Kecanduan tembakau menyebabkan penyakit fatal lainnya seperti stroke, aterosklerosis, penyakit pembuluh darah perifer, dan penyakit dari ginjal dan paru-paru. Tingkat kekebalan tubuh secara keseluruhan Anda jatuh dan Anda tidak mampu melawan infeksi dan penyakit jauh sebelum mereka mengatur masuk infeksi Bronkitis adalah hal yang terpenting pada perokok sebagai kerusakan tembakau paru-paru. Tubuh Anda tidak mampu untuk mendapatkan kecukupan pasokan oksigen. Jika Anda merokok lebih dari dua puluh batang sehari, resiko tuberkulosis sangat tinggi.

Efek lain

Menghirup tembakau untuk waktu yang lama memiliki banyak efek luas. Anda mengembangkan noda pada jari dan gigi. Ini adalah noda permanen dan mereka tidak pergi. Pakaian Anda juga mengembangkan noda dan lingkungan Anda tinggal di bau asap rokok. Anda menyebabkan orang di sekitar Anda untuk berubah menjadi perokok pasif. Perokok pasif berbahaya bagi kesehatan anak.

Bahaya merokok memanifestasikan dirinya dalam berbagai cara. Anda dapat memerangi bahaya merokok hanya dengan berhenti merokok. Anda memiliki begitu banyak pilihan untuk berhenti merokok tetapi Anda perlu tahu bahwa Anda hanya memiliki 5% kesempatan untuk berhenti merokok jika Anda mencoba untuk berhenti “kalkun dingin.”

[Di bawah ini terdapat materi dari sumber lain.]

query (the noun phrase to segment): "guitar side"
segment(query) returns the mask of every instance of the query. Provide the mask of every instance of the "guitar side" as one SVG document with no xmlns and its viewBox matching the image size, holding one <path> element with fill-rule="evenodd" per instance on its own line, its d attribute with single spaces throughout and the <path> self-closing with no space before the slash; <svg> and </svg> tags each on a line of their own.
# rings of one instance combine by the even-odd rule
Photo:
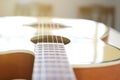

Kesempatan Anda berhenti merokok meningkat secara drastis jika Anda menggunakan metode berhenti merokok untuk membantu Anda menghindari bahaya merokok. Salah satu metode yang Anda mungkin ingin mencari karena memiliki tingkat keberhasilan yang sangat tinggi dan itu semua alami adalah NLP.

NLP bekerja dengan menargetkan dan menghilangkan keinginan untuk merokok membuat menendang kebiasaan merokok jauh lebih mudah. Bahaya merokok akan hilang dari hidup Anda ketika Anda berhenti merokok.